A New Addition to Our Policy Team: Kelsey Nepote’s First Assignment with Alliance for Childhood Cancer Action Days
On Monday of last week it was with great pleasure that I started in my new position at NCCS as Policy and Advocacy Manager. My first assignment was to attend the Alliance for Childhood Cancer Action Days, which NCCS first reported on in June. This two-day event had significant meaning to me personally as my niece was diagnosed with Acute Lymphocytic Leukemia at the age of five in October 2013. Her diagnosis was the impetus for me to seek out a position in an organization that would allow me to influence the delivery system of cancer care and advocate for cancer survivors and their families.
During the first day, parents, children, family members, and other advocates gathered together for training and presentations focused on one critical issue, the need for increased funding for pediatric cancer research. The pediatric cancer field is in serious need of new discoveries in treatment and other innovations in care. For example, when compared to advances in adult cancer drug development, very few drugs have been approved to treat children with cancer and even fewer have been developed specifically to treat children with cancer. Astonishingly, over the last 20 years only one drug has been approved for any childhood cancer. While the tone in the room was heavy with loss and frustration, there were several stories of hope but few of progress.
On day two, advocates took to Capitol Hill and made two requests of congressional offices—co-sponsor the Caroline Pryce Walker Conquer Childhood Cancer Reauthorization Act (H.R. 2607/S. 1251) and support appropriating $5.26 billion to the National Cancer Institute (NCI) in FY 2015. Originally enacted in 2008, the Caroline Pryce Walker Conquer Childhood Cancer Reauthorization Act would expand the research of childhood cancers, improve efforts to identify and track childhood cancer incidences, and identify opportunities to expand the development and research of therapeutics. The NCI budget has remained flat over the last 10 years but when accounting for inflation, the budget has decreased by more than $1.1 billion since 2003, seriously compromising its purchasing power. In addition, due to a lack of private industry funding, federal funding is particularly crucial as the NCI provides virtually all of the funding for pediatric cancer research.

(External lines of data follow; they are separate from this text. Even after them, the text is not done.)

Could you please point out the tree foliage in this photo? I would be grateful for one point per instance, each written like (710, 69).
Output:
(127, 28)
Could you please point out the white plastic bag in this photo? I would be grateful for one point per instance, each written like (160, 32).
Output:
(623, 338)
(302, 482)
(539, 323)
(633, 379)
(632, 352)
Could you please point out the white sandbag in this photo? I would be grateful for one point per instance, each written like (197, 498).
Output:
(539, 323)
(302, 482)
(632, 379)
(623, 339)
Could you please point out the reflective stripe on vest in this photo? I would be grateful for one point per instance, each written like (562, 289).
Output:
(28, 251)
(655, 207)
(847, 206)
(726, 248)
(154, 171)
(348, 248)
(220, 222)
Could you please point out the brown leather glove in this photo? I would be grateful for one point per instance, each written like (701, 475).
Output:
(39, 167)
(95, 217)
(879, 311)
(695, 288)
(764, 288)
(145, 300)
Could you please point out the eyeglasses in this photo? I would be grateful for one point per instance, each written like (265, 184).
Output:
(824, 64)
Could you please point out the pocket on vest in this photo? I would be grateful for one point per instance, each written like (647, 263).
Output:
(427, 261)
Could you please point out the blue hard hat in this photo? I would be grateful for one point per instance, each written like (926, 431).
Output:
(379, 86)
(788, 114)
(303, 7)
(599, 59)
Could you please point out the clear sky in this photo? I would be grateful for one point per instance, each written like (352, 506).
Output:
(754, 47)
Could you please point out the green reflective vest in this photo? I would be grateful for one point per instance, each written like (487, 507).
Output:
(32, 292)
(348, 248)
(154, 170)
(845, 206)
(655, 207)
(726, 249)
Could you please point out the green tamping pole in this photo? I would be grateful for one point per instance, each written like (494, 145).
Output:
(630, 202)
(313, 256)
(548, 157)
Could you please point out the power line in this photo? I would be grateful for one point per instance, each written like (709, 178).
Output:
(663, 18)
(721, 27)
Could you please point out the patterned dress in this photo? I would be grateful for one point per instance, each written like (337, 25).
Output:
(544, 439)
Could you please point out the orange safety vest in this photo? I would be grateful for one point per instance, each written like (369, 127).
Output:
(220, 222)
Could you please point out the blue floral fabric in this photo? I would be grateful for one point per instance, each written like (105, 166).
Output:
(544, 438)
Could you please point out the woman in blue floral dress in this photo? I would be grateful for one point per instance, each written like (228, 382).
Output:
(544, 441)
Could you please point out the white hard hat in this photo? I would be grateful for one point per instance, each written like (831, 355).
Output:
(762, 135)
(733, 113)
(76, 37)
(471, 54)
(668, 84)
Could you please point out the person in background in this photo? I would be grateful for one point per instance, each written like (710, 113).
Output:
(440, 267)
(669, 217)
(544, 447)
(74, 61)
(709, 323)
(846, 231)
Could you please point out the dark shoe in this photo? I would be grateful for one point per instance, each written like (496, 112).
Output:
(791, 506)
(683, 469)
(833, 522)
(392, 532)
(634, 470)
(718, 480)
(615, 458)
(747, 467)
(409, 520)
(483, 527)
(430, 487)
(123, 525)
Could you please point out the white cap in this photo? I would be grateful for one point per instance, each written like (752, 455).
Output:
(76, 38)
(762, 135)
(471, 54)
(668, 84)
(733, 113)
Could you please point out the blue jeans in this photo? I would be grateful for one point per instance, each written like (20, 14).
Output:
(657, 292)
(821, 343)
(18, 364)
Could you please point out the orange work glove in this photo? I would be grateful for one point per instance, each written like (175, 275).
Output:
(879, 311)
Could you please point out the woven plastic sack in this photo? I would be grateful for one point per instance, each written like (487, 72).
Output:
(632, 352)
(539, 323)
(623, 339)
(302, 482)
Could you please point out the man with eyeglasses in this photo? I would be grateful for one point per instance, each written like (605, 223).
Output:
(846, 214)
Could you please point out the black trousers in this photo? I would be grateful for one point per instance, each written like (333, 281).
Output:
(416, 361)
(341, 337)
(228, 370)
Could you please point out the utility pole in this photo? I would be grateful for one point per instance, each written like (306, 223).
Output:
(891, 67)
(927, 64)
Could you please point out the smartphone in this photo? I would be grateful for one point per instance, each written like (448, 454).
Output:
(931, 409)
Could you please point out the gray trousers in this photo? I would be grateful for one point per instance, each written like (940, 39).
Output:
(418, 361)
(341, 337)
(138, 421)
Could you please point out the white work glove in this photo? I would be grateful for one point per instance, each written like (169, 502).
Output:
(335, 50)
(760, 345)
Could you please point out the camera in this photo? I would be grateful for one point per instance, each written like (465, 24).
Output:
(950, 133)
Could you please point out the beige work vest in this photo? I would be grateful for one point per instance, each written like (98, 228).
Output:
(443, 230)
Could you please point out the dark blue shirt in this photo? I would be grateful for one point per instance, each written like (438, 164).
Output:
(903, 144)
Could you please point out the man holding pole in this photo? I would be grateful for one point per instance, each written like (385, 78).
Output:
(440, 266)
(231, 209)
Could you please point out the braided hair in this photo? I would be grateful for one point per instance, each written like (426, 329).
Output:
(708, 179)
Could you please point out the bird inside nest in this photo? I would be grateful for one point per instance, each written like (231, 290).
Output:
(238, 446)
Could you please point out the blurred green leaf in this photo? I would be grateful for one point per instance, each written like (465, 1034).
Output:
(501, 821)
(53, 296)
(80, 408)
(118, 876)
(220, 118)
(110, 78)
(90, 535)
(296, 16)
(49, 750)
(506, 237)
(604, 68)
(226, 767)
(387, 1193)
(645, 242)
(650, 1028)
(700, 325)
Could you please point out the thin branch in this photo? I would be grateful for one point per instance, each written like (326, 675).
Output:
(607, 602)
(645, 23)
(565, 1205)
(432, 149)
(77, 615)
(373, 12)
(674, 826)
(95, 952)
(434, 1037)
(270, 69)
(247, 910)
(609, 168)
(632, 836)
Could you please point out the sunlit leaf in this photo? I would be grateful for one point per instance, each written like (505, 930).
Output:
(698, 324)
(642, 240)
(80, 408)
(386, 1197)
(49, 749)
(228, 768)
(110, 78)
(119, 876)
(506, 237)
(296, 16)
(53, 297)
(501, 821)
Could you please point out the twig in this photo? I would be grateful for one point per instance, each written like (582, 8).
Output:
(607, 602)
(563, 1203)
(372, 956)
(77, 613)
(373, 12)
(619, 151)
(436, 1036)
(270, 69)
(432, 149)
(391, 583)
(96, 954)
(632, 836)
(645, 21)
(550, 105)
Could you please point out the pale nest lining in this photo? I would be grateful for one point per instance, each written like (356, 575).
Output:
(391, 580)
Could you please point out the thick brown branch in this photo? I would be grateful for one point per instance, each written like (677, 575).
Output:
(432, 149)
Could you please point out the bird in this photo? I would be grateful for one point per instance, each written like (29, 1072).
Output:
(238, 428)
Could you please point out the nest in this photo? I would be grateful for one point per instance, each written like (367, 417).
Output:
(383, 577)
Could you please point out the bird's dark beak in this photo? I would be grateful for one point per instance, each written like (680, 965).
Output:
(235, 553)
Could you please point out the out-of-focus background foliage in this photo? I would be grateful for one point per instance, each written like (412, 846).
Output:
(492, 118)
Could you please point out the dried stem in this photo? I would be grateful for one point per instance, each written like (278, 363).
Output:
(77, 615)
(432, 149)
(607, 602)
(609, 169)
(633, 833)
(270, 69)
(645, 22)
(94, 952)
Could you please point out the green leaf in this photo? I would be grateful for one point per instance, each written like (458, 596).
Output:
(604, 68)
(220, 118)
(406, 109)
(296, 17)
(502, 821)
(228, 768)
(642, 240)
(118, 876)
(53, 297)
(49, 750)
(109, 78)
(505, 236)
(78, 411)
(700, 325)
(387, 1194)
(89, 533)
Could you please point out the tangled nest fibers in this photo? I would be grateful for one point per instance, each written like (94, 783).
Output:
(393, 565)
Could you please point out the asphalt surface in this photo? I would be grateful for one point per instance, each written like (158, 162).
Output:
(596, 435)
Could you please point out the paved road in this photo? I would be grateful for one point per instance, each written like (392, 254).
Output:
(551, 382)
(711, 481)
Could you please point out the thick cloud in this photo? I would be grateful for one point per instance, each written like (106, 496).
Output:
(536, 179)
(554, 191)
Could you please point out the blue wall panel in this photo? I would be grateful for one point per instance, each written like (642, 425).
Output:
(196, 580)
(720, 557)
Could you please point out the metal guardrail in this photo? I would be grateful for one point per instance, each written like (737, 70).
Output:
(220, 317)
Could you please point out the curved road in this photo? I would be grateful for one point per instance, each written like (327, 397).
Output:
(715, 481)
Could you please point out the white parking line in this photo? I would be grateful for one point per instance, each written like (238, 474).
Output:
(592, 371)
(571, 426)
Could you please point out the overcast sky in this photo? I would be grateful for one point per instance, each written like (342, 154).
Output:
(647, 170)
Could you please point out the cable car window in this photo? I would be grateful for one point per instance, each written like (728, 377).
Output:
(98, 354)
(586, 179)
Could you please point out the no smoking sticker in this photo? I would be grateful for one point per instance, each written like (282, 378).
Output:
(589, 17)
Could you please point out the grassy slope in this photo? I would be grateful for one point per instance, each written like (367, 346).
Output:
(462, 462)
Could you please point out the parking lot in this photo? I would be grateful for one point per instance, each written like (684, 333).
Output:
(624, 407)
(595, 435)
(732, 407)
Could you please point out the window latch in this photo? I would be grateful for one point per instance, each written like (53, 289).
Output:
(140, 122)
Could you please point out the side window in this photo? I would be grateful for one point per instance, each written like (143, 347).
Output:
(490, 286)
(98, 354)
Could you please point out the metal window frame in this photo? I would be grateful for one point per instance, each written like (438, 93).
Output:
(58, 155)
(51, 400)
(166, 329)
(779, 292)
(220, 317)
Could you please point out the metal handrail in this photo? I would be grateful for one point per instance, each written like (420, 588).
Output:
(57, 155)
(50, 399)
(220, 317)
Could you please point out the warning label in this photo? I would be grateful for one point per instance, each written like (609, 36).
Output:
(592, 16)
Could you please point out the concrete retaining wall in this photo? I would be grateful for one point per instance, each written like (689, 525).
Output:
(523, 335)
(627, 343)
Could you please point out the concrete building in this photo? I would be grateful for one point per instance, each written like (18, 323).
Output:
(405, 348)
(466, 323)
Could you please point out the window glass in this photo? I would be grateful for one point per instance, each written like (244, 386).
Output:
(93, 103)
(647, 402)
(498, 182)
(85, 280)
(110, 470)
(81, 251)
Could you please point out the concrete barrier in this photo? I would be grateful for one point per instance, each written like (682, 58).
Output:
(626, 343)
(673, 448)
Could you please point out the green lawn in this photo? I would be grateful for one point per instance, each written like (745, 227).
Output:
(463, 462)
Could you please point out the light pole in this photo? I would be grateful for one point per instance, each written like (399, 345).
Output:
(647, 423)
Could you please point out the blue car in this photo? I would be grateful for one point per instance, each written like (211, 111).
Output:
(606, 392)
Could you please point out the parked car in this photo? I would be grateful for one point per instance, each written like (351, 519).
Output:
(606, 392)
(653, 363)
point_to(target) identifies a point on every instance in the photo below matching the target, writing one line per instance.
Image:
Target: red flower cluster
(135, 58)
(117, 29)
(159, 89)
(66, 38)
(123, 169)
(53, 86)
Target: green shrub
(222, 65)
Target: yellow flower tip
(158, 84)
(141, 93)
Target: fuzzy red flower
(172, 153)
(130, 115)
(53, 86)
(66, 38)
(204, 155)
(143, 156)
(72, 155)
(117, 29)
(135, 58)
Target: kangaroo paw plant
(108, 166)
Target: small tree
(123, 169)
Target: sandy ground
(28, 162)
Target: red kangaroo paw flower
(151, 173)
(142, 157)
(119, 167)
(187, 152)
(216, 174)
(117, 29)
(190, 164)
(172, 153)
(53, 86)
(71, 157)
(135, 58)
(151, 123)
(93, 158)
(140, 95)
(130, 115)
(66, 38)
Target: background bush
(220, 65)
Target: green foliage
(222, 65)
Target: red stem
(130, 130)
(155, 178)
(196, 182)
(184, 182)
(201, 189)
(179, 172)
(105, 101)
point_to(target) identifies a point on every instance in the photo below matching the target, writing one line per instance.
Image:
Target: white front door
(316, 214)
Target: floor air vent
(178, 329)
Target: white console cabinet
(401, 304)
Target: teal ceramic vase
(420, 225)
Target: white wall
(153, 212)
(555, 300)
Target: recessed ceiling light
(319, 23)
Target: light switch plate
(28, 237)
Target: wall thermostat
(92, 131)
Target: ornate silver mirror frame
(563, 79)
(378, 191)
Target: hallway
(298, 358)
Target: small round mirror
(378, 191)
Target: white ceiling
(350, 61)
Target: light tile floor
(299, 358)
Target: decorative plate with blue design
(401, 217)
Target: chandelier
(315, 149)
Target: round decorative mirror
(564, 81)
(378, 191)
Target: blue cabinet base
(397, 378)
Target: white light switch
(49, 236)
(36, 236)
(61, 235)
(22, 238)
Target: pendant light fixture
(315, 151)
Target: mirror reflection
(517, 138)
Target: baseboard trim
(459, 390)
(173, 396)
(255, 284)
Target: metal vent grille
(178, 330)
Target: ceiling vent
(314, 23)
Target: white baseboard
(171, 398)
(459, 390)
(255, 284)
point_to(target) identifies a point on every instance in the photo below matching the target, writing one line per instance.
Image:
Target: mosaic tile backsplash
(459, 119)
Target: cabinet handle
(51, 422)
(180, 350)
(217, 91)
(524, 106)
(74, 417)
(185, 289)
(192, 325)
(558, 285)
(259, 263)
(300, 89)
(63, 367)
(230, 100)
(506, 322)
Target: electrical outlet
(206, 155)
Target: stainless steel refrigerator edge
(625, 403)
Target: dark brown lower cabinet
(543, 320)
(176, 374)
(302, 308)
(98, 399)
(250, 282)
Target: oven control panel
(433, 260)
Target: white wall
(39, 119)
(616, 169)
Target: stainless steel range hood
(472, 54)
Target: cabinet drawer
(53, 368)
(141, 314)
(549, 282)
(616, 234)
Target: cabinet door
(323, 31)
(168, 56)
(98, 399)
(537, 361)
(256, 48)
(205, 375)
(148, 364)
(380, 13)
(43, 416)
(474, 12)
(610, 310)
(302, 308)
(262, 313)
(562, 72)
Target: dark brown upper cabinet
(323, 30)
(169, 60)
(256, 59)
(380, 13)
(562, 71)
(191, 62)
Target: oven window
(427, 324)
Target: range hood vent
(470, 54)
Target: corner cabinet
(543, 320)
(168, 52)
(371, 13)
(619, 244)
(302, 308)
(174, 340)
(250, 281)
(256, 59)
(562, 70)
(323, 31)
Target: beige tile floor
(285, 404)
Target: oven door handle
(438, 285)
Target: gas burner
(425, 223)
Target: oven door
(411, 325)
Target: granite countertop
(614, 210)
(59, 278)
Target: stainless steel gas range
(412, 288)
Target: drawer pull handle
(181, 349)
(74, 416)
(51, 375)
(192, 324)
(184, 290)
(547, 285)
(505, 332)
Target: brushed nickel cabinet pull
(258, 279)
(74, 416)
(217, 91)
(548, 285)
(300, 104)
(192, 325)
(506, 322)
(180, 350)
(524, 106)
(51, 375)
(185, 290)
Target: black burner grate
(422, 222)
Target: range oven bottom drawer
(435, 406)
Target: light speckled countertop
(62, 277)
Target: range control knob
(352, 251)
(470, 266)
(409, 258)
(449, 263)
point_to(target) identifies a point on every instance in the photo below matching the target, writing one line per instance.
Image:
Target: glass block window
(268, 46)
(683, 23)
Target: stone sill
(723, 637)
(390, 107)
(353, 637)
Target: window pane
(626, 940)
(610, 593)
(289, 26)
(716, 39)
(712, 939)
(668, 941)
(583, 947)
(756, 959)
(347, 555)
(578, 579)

Throughout the congressional visits I had the privilege of escorting a couple to the six offices of the Kansas delegation, my home state, and hear them tell their story of their son Chase who was diagnosed with stage three embryonal rhabdomyosarcoma in his back at four weeks old. Because rhabdomyosarcoma in the paraspinal muscles is rare, Chase’s oncologist regularly participated in conversations with other pediatric oncologists through the Children’s Oncology Group (COG), an NCI supported clinical trials group, to determine the best treatment plan. Chase’s treatment lasted 18 months and included a resection surgery that removed many vertebra and ribs. Despite Chase’s devastating diagnosis and treatment plan, he is currently three years post-treatment with no signs of cancer. His parents are incredibly grateful for the treatment that saved their son’s life but they are fully aware that he will have life-long complications and limitations due to his treatment that could impact his quality of life. Chase’s parents are looking for significant advances in pediatric cancer research in hopes that no other child will be subject to the harsh treatments Chase experienced.